When it comes to housing, the Greater London Authority lives very much in the shadow of its predecessors. Both the Greater London Council and the London County Council before it built thousands upon thousands of homes to meet the needs of London’s growing population. From the LCC’s distinctive five story brick blocks of flats to the GLC’s brutalist monoliths, the capital is indebted to the vision of its former civic leaders, few greater than Labour’s Herbert Morrison.
Housing has been a key responsibility of the Mayor since 2007, when Ken Livingstone secured £5 billion of housing investment from the then Labour government as he took over the Homes and Communities Agency’s responsibilities in London. But swept from office less than a year later, the work begun by Ken on delivering London’s affordable housing programme was placed into the hands of Boris Johnson.
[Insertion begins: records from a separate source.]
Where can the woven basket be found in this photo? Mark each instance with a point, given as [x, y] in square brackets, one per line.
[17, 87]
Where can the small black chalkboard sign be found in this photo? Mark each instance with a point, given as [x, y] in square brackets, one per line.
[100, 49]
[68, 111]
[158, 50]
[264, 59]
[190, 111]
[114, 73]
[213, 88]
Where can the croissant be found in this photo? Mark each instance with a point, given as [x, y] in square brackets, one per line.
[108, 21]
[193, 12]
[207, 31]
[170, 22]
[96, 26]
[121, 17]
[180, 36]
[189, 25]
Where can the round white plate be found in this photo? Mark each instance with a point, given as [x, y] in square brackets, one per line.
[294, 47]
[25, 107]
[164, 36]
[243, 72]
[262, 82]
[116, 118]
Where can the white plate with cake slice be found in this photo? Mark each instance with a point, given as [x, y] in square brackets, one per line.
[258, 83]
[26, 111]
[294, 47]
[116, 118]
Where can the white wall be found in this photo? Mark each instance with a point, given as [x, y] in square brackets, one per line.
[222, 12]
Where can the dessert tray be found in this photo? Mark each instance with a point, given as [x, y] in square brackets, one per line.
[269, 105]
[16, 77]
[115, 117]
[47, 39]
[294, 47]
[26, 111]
Boastful Boris has always taken the credit himself for the affordable homes that were delivered using money obtained by a Labour mayor from a Labour government. Yet he now looks set to fail to meet his own target of delivering 100,000 new affordable homes by 2016. His new draft London Plan says that London needs 42,000 new homes each year, despite his own research showing that the real need is up to 62,000. He has refused to lobby for better regulation of the private rented sector in which a quarter of Londoners now live, and rough sleeping in London has doubled since he became mayor in 2008.
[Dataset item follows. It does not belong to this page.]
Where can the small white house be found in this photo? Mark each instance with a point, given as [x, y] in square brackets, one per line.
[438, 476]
Enough is enough. It’s time for a radical transformation of the Mayor’s approach to housing.
A Wednesday’s London Assembly budget setting meeting I put forward proposals to create a new body, Homes for London, which would draw together all of the Mayor’s work on housing, land and planning. Homes for London would make sure that housing is invested in as infrastructure, in the same way as Transport for London does for transport. As part of this, a London Housing Corporation would be established to directly deliver the homes that London needs.
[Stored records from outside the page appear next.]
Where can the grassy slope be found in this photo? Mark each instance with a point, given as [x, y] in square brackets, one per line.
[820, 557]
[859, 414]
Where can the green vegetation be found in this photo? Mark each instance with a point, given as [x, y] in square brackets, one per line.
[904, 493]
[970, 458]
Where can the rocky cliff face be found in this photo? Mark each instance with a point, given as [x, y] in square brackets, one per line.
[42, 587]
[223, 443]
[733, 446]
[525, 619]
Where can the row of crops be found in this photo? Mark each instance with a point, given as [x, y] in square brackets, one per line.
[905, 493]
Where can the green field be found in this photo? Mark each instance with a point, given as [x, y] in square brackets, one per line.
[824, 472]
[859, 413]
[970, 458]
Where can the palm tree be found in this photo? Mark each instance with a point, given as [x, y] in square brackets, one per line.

The need for Mayoral intervention is clear. The private sector isn’t delivering the homes London needs. Housing associations are finding it increasingly difficult to raise the funding they need to build social and affordable housing. Some councils in London are building new council housing for the first time in decades but are still heavily restricted by the government-imposed borrowing cap. This is why the Mayor must step in directly.
The new London Housing Corporation would be able to borrow against the GLA’s revenue stream and utilise the Mayor’s own colossal land bank to deliver new homes. By building a mixture of social housing, key worker housing and homes for sale the Mayor can ensure that mixed communities are created and that private sales cross-subsidise genuinely affordable homes let out at council rents with lifetime tenancies. Those worried about more borrowing should remember that the revenue stream created through rents would pay for these homes over the long term.
But the Mayor doesn’t just have to rely on the GLA’s borrowing power. He should be approaching institutional investors such as pension funds to enter into agreements with Homes for London to provide up-front funding for new homes in exchange for a guaranteed return on their investment.
Over the coming months I shall be working up detailed proposals for exactly how Homes for London and the London Housing Corporation would work and the volume of housing that could be delivered across all tenures. What is absolutely clear is that unless the Mayor adopts a far more interventionist approach, we are not going to solve London’s housing crisis any time soon.